Sierra Club BC has joined Elphinstone Logging Focus (ELF) in its campaign to save a cutblock in the Dakota Valley that they say is home to “the oldest living trees in Canada.”

The BC Timber Sales (BCTS) cutblock, located 9.5 kilometres from Roberts Creek on Mount Elphinstone, is scheduled for auction in spring 2020. The two groups are calling on the provincial government to direct BCTS to cancel the sale, since the area contains stands of centuries-old cedars. One yellow cedar is dated at 1,036 years old, they say, based on tree coring conducted in 2014.

BCTS, however, says the cutblock’s legacy trees – described as trees that are “exceptionally large and old” – already have a protected status.

“For Timber Sale Licence A87126, legacy trees are protected as per BCTS’s best management practices for legacy trees,” the provincial agency said Thursday in an email to Coast Reporter. “BCTS staff also worked collaboratively with the Squamish First Nation to exclude trees from harvest plans that were of cultural interest to the Squamish Nation.”

BCTS noted that since the timber sale isn’t planned for auction until spring 2020, “exact size and boundaries are still being refined.” 

The two conservation groups said in a Feb. 21 news release that the cutblock area “contains hundreds of red and yellow cedar trees that could qualify as coastal legacy trees and monumental trees under BCTS’s own guidelines for best management practices, considering their age, size and cultural significance. The area is also known to have a high density of black bear den sites.”

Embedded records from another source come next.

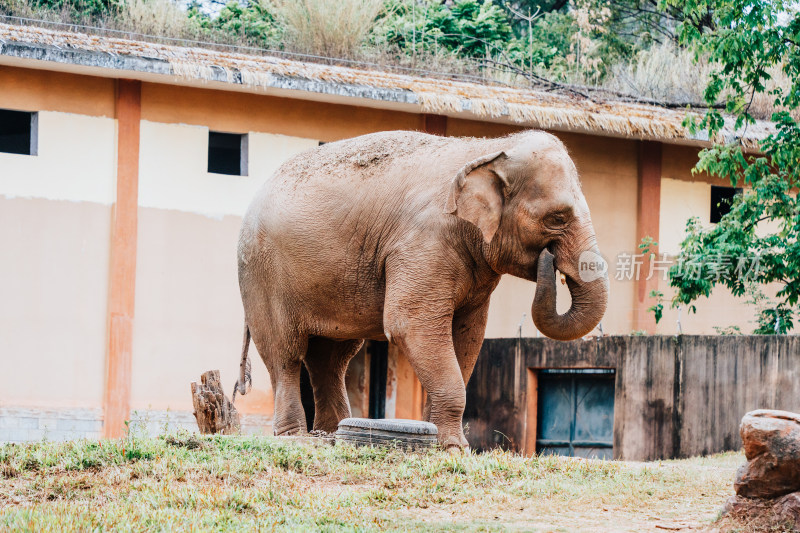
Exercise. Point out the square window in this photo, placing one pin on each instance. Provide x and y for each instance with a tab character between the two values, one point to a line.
18	132
721	200
227	153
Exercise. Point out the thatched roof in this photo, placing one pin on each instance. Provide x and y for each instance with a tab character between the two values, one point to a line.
531	108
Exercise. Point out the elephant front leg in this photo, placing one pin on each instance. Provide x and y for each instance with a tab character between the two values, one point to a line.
426	341
469	328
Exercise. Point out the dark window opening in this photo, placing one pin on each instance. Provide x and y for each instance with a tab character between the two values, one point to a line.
227	153
378	373
575	412
721	200
18	133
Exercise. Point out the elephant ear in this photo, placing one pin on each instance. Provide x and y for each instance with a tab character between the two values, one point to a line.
477	192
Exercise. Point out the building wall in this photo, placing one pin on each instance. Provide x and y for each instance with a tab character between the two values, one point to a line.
56	210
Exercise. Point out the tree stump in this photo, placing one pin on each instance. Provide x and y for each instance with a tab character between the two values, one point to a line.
214	412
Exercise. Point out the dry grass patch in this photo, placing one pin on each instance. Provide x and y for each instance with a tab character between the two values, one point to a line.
243	483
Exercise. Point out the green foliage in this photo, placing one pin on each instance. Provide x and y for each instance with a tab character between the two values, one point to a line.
254	23
469	28
79	9
758	241
658	308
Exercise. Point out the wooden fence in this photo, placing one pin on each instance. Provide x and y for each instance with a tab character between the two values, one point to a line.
673	396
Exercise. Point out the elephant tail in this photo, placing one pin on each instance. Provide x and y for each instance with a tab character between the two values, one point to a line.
245	381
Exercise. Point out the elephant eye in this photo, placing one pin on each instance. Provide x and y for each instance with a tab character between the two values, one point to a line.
557	219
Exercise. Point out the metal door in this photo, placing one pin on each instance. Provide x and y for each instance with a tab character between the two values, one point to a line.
576	413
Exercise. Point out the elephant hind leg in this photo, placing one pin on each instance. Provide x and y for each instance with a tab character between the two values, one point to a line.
282	348
326	361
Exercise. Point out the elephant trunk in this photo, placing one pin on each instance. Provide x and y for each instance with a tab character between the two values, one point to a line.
589	299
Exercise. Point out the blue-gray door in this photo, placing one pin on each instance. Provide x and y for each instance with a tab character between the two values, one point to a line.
576	413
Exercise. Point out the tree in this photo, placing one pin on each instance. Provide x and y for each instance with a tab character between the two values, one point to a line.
758	241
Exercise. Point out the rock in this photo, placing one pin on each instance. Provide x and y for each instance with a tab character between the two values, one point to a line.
772	447
782	514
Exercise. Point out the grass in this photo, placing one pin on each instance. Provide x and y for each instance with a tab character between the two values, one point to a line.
325	28
184	482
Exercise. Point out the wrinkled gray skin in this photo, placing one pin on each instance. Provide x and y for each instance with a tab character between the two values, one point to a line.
403	236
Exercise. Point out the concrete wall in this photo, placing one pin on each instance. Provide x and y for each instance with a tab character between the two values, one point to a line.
674	396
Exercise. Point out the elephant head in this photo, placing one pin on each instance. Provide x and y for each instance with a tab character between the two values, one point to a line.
526	200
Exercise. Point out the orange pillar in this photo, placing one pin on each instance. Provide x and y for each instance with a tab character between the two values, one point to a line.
122	275
435	124
648	212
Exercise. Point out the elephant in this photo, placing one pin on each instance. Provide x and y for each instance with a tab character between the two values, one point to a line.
403	236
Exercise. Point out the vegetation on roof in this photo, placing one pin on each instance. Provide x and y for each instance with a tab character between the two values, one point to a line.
628	47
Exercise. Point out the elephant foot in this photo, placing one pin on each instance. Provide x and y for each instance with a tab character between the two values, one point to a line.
458	450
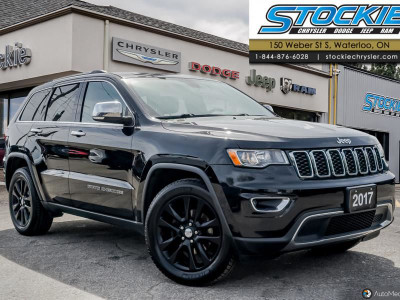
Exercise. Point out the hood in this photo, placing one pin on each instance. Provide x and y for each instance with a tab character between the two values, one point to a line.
261	132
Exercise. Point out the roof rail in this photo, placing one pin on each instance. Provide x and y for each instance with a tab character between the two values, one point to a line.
98	71
79	74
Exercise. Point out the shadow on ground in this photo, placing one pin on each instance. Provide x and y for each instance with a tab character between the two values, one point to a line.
113	263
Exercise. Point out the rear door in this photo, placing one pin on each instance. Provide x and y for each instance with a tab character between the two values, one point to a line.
50	147
100	157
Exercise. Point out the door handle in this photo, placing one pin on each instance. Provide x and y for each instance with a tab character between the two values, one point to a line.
78	133
36	130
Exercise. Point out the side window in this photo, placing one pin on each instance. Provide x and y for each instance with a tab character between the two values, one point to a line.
99	92
63	104
35	109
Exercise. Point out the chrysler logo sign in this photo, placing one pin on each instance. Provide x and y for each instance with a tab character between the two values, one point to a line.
145	55
15	56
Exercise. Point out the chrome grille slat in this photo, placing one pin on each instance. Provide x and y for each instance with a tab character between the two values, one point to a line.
361	161
350	163
320	163
336	162
328	163
302	162
371	159
379	159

Yellow cedars are among the oldest living trees in the world due to their disease resistance and tendency to grow in sub-alpine zones where they are not subject to forest fires, the release said. “The oldest recorded tree in Canada was a yellow cedar that grew in the Caren Range on the Sunshine Coast before it was felled by loggers in the 1980s. It had a ring count of 1,835 years.”

BCTS says in its best management practices guidelines that legacy trees “selected for retention will often be used to anchor retention patches large enough to protect the integrity of the legacy trees and to protect workers operating in the vicinity. It is anticipated that a majority of legacy trees will be retained within areas that will normally be set aside from harvesting… However, despite best efforts, it is also recognized that it may not be possible to retain all legacy trees.”

Operational factors that are considered in deciding whether to retain a legacy tree include worker safety, operational constraints, windfirmness of the tree, known First Nations’ interests based on consultation, and local abundance of legacy trees.